Although we saw a rise in the middle class during the Baroque era, in the beginning of the 18th century monarchies ruled Europe. Their influence shaped the architecture and the art of the Rococo period. Architecture became light and feminine, with curved lines. The art of the period highlighted the frivolous lifestyle of the aristocrats. Many aristocrats pursued leisure as a lifestyle and created a culture of luxury.

Girl Reclining (Louise O’Murphy), Francois Boucher, 1750, France

This was evident in French art of that time. Francois Boucher, a prolific artist of the time, honed his art in Italy before returning to Paris in 1731. Upon his return, his art had tones of mythological influences. The setting of Girl Reclining was a favorite of his. Girl Reclining (Louise O’Murphy) is one of three that I found with different models. The showing of skin was tantalizing, heightening the sense of romantic intrigue. In this piece, one can practically feel the fluffiness of the pillow, the caress of the silk and velvet against the skin.
As the middle classes started to rise in numbers, there began a shift in the middle class. They became more and more aware that the taxes that they paid supported the expensive aristocracy, whom did nothing to contribute to society except to lead a frolicsome life. The middle class soon started to question the rule of monarchy and the dogma of the Catholic Church. They felt that their voice and opinion was equally as important. Individualism started to rear its head. Anything that smelled of aristocracy started to be ridiculed.

John Gay wrote The Beggar’s Opera as a satire to the lifestyle of royal courts. By creating a musical, he ridiculed Italian opera, which was very popular with the royal court. With popular tunes of the times, lyrics were changed to convey his message within the piece. He dramatized the common man without judging their moral lapses. The show was an instant hit, the equivalent of a rock opera today.

Across the Atlantic, the colonist of America started to notice the shift, now known as the Enlightenment, toward individualism and the common man. Art shifted from one of frolicking play and romantic intrigue, to pieces that conveyed moral virtues, patriotism, and Roman ideals.

Who better to convey these newfound principles than the “Father” of the United States of America? Gilbert Stuart, the most prestigious portraitist of his day, painted many portraits of George Washington. The Lansdowne portrait is one of the most iconic of all.

Landsowne portrait
George Washington (Lansdowne portrait), Gilbert Stuart, oil on canvas, 1796

Stuart surrounds Washington with items that convey a Roman setting – red velvet draped on the golden table, the Grecian columns outside the window. While the setting shows wealth, it is not luxurious as in the Rocco period. It is more subdued. Washington’s outstretched hand welcomes one to want to be in his presence.










Works cited:

Stein, Perrin . “François Boucher (1703–1770).” In Heilbrunn Timeline of Art History.
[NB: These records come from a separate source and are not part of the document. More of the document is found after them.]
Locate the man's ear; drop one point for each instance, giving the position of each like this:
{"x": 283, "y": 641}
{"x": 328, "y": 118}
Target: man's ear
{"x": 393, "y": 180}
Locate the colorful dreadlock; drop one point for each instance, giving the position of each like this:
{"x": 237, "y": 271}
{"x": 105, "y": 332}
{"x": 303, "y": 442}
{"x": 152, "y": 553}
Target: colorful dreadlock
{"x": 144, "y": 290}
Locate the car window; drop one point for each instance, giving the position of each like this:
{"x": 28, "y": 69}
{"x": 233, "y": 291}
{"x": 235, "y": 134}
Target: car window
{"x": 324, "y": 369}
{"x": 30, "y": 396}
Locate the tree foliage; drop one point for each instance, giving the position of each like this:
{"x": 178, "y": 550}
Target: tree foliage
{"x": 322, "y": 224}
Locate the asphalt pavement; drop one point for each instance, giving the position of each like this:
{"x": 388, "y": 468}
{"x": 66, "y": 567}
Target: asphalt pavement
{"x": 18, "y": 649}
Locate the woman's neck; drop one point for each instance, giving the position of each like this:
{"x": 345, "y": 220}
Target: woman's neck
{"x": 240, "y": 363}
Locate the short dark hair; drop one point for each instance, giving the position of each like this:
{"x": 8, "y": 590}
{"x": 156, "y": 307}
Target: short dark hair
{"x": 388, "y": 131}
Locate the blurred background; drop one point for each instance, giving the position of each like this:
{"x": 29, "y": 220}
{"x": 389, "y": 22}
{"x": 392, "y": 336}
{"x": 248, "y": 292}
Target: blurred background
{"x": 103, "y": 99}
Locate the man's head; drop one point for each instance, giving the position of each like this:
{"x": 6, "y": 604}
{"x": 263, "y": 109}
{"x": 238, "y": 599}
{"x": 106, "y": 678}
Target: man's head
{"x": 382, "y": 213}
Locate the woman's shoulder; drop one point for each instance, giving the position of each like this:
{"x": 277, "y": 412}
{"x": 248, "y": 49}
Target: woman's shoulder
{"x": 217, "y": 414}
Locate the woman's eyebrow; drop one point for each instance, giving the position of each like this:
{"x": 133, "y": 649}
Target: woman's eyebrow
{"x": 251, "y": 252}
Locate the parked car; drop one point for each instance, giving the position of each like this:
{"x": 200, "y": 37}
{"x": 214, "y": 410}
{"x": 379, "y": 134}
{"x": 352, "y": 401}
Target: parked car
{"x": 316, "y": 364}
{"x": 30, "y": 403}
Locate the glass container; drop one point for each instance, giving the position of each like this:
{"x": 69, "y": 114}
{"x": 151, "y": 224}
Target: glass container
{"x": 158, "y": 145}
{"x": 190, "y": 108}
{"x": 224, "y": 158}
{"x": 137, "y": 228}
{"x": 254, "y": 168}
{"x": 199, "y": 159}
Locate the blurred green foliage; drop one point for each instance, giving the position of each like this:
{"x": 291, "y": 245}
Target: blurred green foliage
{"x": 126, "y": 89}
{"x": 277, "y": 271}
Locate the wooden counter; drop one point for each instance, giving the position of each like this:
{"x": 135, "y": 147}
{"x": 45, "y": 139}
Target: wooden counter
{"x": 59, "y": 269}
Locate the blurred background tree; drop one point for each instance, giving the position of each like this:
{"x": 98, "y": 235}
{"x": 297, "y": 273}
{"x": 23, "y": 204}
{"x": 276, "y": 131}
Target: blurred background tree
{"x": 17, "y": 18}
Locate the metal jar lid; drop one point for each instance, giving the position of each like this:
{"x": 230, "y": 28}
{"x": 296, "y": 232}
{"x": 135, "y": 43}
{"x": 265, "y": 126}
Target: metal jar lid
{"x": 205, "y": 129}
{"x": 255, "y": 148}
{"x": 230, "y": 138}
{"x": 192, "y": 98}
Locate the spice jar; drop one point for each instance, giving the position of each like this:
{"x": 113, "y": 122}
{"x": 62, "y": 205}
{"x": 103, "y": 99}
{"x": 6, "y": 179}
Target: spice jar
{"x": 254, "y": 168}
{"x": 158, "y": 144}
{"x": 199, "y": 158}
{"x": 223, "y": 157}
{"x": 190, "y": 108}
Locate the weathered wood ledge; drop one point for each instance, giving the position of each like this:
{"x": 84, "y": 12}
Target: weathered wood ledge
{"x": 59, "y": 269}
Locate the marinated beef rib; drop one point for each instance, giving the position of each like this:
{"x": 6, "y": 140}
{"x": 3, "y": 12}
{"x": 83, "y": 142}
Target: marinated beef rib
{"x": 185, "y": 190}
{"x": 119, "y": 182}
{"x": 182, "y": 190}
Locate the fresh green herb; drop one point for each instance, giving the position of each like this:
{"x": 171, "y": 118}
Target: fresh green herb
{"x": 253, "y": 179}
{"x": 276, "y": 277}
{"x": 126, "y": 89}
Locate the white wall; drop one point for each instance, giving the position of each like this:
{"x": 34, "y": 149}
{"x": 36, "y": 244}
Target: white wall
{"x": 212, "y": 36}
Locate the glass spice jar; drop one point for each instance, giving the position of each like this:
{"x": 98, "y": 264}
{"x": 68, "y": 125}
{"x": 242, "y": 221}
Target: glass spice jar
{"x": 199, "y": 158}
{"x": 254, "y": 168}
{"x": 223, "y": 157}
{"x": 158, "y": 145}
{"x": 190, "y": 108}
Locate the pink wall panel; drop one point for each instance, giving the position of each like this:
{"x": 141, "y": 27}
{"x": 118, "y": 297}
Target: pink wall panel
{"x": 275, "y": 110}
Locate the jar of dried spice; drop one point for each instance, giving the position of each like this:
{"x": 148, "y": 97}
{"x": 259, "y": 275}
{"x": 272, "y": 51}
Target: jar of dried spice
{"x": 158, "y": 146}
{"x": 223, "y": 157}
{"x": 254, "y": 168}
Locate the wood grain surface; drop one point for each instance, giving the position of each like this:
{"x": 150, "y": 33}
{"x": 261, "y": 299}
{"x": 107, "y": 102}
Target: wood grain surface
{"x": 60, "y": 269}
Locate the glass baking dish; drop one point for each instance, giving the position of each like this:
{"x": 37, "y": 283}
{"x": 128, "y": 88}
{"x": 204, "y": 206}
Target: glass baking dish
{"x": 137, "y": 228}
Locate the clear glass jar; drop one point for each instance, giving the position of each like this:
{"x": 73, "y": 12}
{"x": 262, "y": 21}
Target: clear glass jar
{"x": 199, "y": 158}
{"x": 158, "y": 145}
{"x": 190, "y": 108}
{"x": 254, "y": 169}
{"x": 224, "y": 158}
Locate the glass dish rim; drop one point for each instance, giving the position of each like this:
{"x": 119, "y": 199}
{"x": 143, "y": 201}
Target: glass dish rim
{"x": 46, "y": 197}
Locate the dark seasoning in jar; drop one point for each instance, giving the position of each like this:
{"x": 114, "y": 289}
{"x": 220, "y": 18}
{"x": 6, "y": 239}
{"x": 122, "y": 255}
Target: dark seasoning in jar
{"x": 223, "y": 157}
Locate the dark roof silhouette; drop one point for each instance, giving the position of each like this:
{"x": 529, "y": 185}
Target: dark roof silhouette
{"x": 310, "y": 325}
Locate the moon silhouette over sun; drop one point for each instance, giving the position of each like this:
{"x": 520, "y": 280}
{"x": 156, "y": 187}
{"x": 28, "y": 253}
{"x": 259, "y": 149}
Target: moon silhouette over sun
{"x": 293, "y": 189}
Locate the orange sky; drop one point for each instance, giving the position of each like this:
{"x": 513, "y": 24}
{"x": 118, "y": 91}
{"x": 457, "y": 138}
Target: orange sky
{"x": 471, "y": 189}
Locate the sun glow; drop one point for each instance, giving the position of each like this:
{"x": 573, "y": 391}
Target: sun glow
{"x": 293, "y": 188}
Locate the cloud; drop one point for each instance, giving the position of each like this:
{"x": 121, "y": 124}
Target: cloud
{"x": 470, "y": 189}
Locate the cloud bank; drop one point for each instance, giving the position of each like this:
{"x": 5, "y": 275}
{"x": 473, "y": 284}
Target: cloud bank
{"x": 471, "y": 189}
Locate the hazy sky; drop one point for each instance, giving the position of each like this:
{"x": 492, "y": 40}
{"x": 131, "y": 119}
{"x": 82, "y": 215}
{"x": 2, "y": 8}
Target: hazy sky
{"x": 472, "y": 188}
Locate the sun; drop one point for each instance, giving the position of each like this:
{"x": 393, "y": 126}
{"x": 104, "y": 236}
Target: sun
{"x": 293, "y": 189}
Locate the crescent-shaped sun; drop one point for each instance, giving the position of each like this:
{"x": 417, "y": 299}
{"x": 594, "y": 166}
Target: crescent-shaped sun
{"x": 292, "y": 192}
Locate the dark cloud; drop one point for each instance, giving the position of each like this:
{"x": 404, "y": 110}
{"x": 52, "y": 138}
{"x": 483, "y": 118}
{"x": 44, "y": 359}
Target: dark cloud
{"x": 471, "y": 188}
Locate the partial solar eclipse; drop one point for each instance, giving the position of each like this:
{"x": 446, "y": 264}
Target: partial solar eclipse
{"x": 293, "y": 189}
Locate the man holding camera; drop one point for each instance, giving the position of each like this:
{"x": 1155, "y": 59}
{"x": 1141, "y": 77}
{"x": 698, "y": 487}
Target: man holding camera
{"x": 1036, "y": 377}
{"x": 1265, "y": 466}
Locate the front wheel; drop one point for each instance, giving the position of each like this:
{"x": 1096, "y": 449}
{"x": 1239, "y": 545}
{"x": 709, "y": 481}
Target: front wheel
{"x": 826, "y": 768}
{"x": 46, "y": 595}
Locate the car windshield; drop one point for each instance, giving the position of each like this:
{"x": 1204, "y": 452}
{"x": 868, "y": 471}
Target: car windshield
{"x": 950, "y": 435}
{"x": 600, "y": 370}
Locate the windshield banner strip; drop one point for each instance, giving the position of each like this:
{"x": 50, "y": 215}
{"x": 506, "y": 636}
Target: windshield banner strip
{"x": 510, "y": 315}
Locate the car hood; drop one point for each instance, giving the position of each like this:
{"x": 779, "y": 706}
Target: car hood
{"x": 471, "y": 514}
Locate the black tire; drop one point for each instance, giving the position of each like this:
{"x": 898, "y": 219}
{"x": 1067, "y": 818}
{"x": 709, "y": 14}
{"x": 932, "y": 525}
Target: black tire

New York: The Metropolitan Museum of Art, 2000–. (October 2003) Accessed February 25, 2016.

Harris, Beth and Zucker, Steven. “A Beginners Guide to Rococo Art.” In Monarchy Enlightenment. Khan Academy. Accessed February 22, 2016.

Zucker, E.. Cedars, S.R. ed. “The Beggar’s Opera Study Guide”. GradeSaver, 21 July 2013 Accessed February 25, 2016.

Unknown. “George Washington (Lansdowne portrait) by Gilbert Stuart.” Accessed February 22, 2016


3 thoughts on “A Shift in Class Brings a Shift in Art

  1. Your blog really kept me interested. I wasn’t exactly sure of how to approach the question of how the middle class changed art, but after reading this, it makes a lot more sense. I especially loved when you included “The Beggar’s Opera,” as it is a beautiful song piece. Good job!


  2. I love how you used a piece of American art. The art in America during this time represented how the Americans thought and who they looked up to. The ideas of the American Revolution were largely influenced by the Greek and Roman cultures. They let this fascination with the ancients into there art. As you mentioned, the portrait of Washington has lots of elements of Roman influence. This wasn’t just seen in there paintings though, the buildings and even the music of America at this time was all influenced by the Greeks and Romans.